Most of this reviewer’s concerns pertain to the book’s layout, something for which the author likely had little creative control. The excerpts sometimes span several pages, with orphan and widow lines occasionally appearing. The same is true of the vocabulary lists, which would have been better placed in the footnotes section directly underneath the part of the excerpt to which the specific words pertain. A slightly larger Greek font would have facilitated greater legibility.
As is expected in a book of this detail and length, some typographical errors appear. For example, there are two headings labeled “Text” on p. 82, and in the digital supplement there is an extra line break (p. e26), a missing period (p. 53 n1), an incorrect repetition of a footnote (19 and 20 on p. e69), and a Greek word incorrectly rendered in a Latin font (p. e86, n64).
The most puzzling bit in the book appeared on p. 6. Here the author states that the Nestle-Aland critical edition is merely “conjectural in character” and uses this as justification to abandon the use of the standard critical edition of the Greek text of several of Paul’s letters in favor of a simple transliteration of excerpts from Papyrus Chester Beatty 46. Thankfully, nowhere else in the volume is the use of collated critical editions so explicitly deplored or neglected.

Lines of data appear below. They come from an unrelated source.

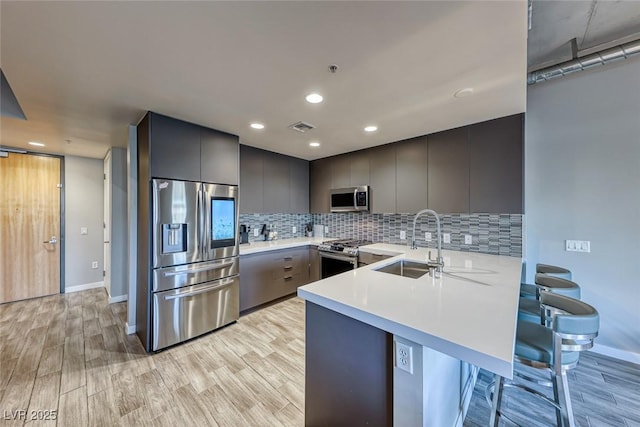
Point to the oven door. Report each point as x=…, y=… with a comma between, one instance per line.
x=332, y=264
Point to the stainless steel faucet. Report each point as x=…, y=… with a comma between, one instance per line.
x=439, y=261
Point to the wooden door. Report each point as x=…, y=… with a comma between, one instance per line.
x=29, y=217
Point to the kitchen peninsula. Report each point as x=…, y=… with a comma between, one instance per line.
x=449, y=327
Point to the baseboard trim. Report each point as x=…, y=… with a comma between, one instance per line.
x=86, y=286
x=119, y=298
x=616, y=353
x=131, y=329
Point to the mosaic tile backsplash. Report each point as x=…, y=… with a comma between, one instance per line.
x=498, y=234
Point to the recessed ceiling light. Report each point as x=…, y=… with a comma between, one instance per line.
x=463, y=92
x=314, y=98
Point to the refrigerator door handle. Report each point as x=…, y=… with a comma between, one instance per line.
x=198, y=270
x=224, y=284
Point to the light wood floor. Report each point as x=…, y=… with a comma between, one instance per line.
x=69, y=353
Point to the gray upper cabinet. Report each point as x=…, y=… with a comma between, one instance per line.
x=320, y=184
x=382, y=173
x=185, y=151
x=276, y=183
x=448, y=171
x=272, y=182
x=174, y=148
x=299, y=185
x=251, y=183
x=220, y=158
x=359, y=168
x=411, y=175
x=496, y=165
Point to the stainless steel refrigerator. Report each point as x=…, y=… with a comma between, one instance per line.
x=194, y=285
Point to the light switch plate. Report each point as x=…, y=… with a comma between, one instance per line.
x=577, y=245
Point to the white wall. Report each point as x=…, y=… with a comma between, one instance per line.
x=582, y=182
x=83, y=208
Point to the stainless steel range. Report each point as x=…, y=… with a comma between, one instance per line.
x=338, y=256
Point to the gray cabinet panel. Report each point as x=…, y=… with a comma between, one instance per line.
x=496, y=165
x=299, y=185
x=251, y=182
x=219, y=154
x=320, y=184
x=174, y=149
x=382, y=171
x=359, y=167
x=448, y=171
x=267, y=276
x=411, y=175
x=276, y=183
x=340, y=171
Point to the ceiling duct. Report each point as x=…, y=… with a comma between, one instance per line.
x=602, y=57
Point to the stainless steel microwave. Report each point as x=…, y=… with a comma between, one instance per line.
x=350, y=199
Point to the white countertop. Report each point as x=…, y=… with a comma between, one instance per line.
x=470, y=313
x=271, y=245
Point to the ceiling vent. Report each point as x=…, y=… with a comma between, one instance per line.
x=301, y=126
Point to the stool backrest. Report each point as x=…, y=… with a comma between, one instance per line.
x=553, y=270
x=557, y=285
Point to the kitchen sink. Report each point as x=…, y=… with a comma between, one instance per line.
x=406, y=268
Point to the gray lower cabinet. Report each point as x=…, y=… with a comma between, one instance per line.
x=267, y=276
x=315, y=272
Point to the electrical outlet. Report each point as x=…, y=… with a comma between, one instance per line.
x=404, y=357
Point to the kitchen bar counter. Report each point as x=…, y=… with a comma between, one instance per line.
x=357, y=322
x=469, y=313
x=272, y=245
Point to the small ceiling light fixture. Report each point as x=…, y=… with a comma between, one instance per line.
x=314, y=98
x=463, y=92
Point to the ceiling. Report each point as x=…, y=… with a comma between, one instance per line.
x=84, y=71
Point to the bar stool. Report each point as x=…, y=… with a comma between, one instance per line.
x=554, y=349
x=529, y=309
x=528, y=290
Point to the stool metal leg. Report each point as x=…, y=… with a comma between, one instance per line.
x=497, y=400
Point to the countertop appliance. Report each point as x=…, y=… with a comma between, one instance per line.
x=194, y=250
x=350, y=199
x=338, y=256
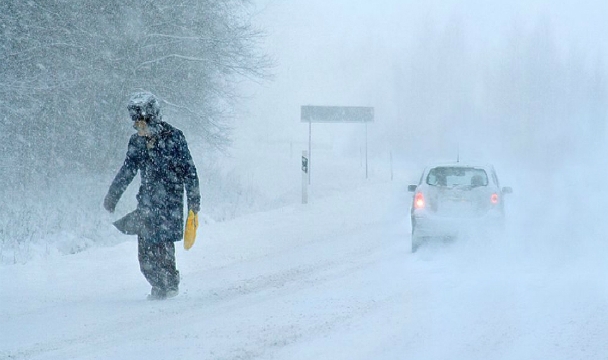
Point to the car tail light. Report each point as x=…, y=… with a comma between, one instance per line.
x=419, y=201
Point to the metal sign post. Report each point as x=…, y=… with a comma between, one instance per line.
x=305, y=177
x=335, y=114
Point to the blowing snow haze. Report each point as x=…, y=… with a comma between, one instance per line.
x=523, y=81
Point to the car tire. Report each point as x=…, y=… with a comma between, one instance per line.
x=416, y=241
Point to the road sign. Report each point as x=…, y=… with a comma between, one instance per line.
x=336, y=114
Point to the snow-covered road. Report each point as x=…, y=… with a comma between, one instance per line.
x=333, y=279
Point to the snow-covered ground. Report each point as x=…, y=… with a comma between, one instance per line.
x=333, y=279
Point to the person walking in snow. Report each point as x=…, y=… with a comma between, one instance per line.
x=160, y=153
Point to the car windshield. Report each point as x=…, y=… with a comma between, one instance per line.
x=457, y=176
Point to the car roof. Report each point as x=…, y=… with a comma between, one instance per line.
x=487, y=167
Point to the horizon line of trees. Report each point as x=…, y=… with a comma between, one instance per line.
x=68, y=67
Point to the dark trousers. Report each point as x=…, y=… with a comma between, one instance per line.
x=157, y=263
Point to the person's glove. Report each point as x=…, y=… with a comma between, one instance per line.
x=109, y=203
x=190, y=231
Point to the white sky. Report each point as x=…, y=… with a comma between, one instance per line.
x=343, y=52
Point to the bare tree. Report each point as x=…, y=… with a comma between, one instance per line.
x=68, y=67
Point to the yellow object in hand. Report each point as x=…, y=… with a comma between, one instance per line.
x=190, y=232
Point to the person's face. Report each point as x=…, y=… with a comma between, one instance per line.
x=142, y=127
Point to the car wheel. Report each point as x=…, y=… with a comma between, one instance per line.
x=416, y=241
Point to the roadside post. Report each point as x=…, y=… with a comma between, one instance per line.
x=305, y=177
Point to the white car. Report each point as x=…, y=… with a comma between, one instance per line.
x=452, y=198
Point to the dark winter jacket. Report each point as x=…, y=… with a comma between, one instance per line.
x=166, y=167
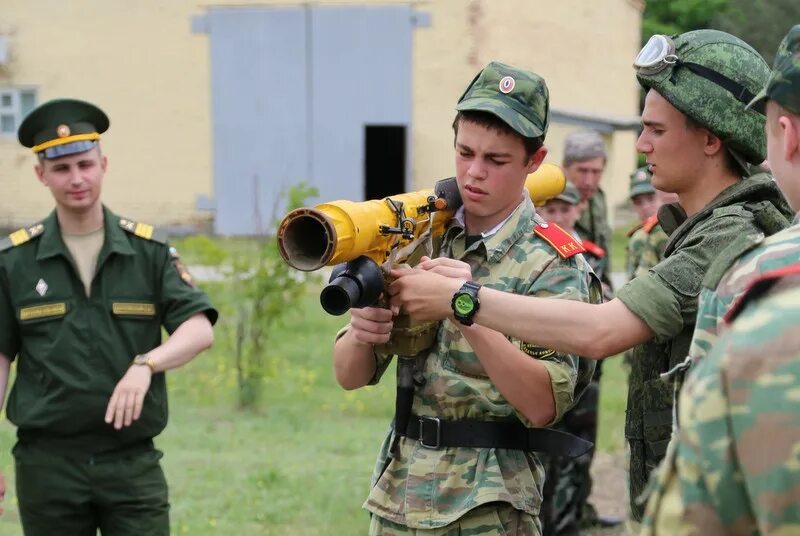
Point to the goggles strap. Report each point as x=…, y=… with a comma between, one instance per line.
x=741, y=93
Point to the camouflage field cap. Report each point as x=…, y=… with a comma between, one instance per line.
x=783, y=85
x=640, y=183
x=711, y=76
x=62, y=127
x=520, y=98
x=569, y=195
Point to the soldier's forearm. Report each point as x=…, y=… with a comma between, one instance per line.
x=572, y=327
x=522, y=380
x=191, y=338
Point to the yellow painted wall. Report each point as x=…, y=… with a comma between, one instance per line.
x=140, y=62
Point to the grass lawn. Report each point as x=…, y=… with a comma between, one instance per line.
x=300, y=463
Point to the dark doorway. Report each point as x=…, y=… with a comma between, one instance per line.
x=384, y=161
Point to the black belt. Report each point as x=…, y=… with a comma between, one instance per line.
x=433, y=432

Still, this reviewer could not locate any clear indication of the critical text used for the New Testament Gospels of Mark, Luke, and John. The Gospels texts and their punctuation do not consistently follow either the UBS4/NA27 or the SBL Critical Edition (Holmes).
Concerns about the critical edition(s) of New Testament texts aside, this text is thoughtfully conceived and brilliantly executed. In both content and structure, it makes a major contribution to the teaching of Hellenistic Greek. It is highly recommended as a primary or supplemental textbook for second-year or higher undergraduate and/or graduate Greek courses. It is especially well-suited for students specializing in the study of Christianity and Judaism in antiquity.
Notes
1. Bradley H. McLean, New Testament Greek: an Introduction (Cambridge and New York, 2011), reviewed in BMCR 2012.12.26
2. Bradley H. McLean, Greek and Latin Inscriptions in the Konya Archaeological Museum (London, 2002); Bradley H. McLean, An Introduction to Greek Epigraphy of the Hellenistic and Roman Periods: From Alexander the Great to the Reign of Constantine (323 BC–AD 337) (Ann Arbor, 2002), reviewed in BMCR 2009.12.38.